The Union Cabinet’s decision to approve a relief package for Vodafone Idea (VI) that freezes a substantial portion of its adjusted gross revenue (AGR) dues, offering near-term cash-flow relief, falls short of the waiver that markets were anticipating, Emkay Global said in a note.

The brokerage, which has a sell rating and a target price of ₹6, implies a downside potential of over 44%. It indicated that the Cabinet has granted the company a five-year, interest-free moratorium on AGR dues pertaining to periods prior to FY18. These dues, amounting to ₹87,695 crore, will now be repaid over a 10-year period from FY32 to FY41. However, AGR liabilities related to FY18 and FY19 will remain unchanged and will be payable as scheduled over FY26 to FY31.
The decision dashed expectations of a meaningful haircut on AGR liabilities. “Contrary to the street’s expectations of at least a 50% waiver, no waiver on the pending dues linked to AGR was provided by the Cabinet,” Emkay noted, adding that the absence of a write-off limits the upside from the relief package.

As part of the decision, the Department of Telecommunications (DoT) will set up a committee within six to eight months to reassess the AGR dues. This exercise will include a recalculation and reevaluation of AGR liabilities, including a review of interest and penalty components, and a reassessment of the frozen dues based on audit reports. Emkay pointed out that this leaves some scope for a further reduction in the AGR liability, although the outcome and timing remain uncertain.

The report also highlighted that the DoT has raised an additional AGR demand of ₹9,450 crore linked to reassessment and reconciliation for the FY16–17 period. Under the earlier payment schedule as of March 2025, Vodafone Idea was required to pay ₹75,900 crore in six equal annual instalments starting March 2026. The revised framework pushes out a significant portion of these payments, easing near-term pressure on cash flows.

Despite this relief, Emkay cautioned that Vodafone Idea’s financial position remains highly stressed. While the AGR package addresses one part of the problem, the company continues to face deferred spectrum payment obligations of nearly ₹1.2 lakh crore, with significant repayments scheduled between FY26 and FY44.
Operationally, the numbers offer little comfort. VI’s pre-Ind AS 116 annualised EBITDA stands at just ₹898 crore, equivalent to 6.7% of its spectrum debt. Cash balance was ₹3,080 crore as of the end of Q2 FY26. Management has guided for capital expenditure of ₹7,500–8,000 crore in FY26, which Emkay said further exacerbates leverage pressures. “Current EBITDA is insufficient to meet the capex or the spectrum debt repayment requirement,” the brokerage said.

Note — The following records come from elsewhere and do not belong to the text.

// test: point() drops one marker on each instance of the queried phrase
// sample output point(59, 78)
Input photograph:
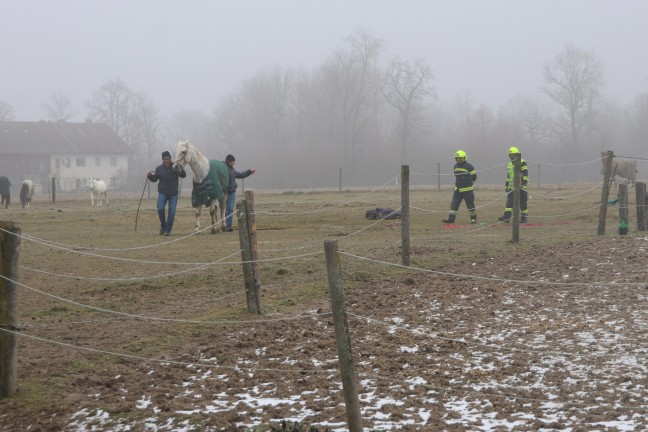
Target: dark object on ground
point(382, 213)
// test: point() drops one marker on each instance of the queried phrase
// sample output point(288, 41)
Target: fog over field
point(299, 89)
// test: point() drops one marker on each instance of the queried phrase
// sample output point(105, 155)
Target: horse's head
point(181, 155)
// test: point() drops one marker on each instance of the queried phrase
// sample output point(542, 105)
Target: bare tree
point(573, 80)
point(146, 123)
point(354, 75)
point(133, 116)
point(58, 107)
point(112, 104)
point(405, 87)
point(6, 112)
point(639, 113)
point(531, 120)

Even after excluding AGR dues, leverage remains elevated, prompting Emkay to argue that the government will need to consider a broader plan to address spectrum liabilities. The report said further capital infusion and restructuring of spectrum debt are critical for the company’s long-term sustainability.

On the outlook, Emkay acknowledged that repeated government interventions suggest an intent to keep Vodafone Idea solvent. However, it added that deeper reforms are required to make the company structurally stronger with manageable leverage.

Valuations, too, remain a concern. The stock is trading at 13.6 times FY27E EV/EBITDA, which Emkay considers expensive in light of high leverage and limited visibility on the government’s stance on spectrum debt.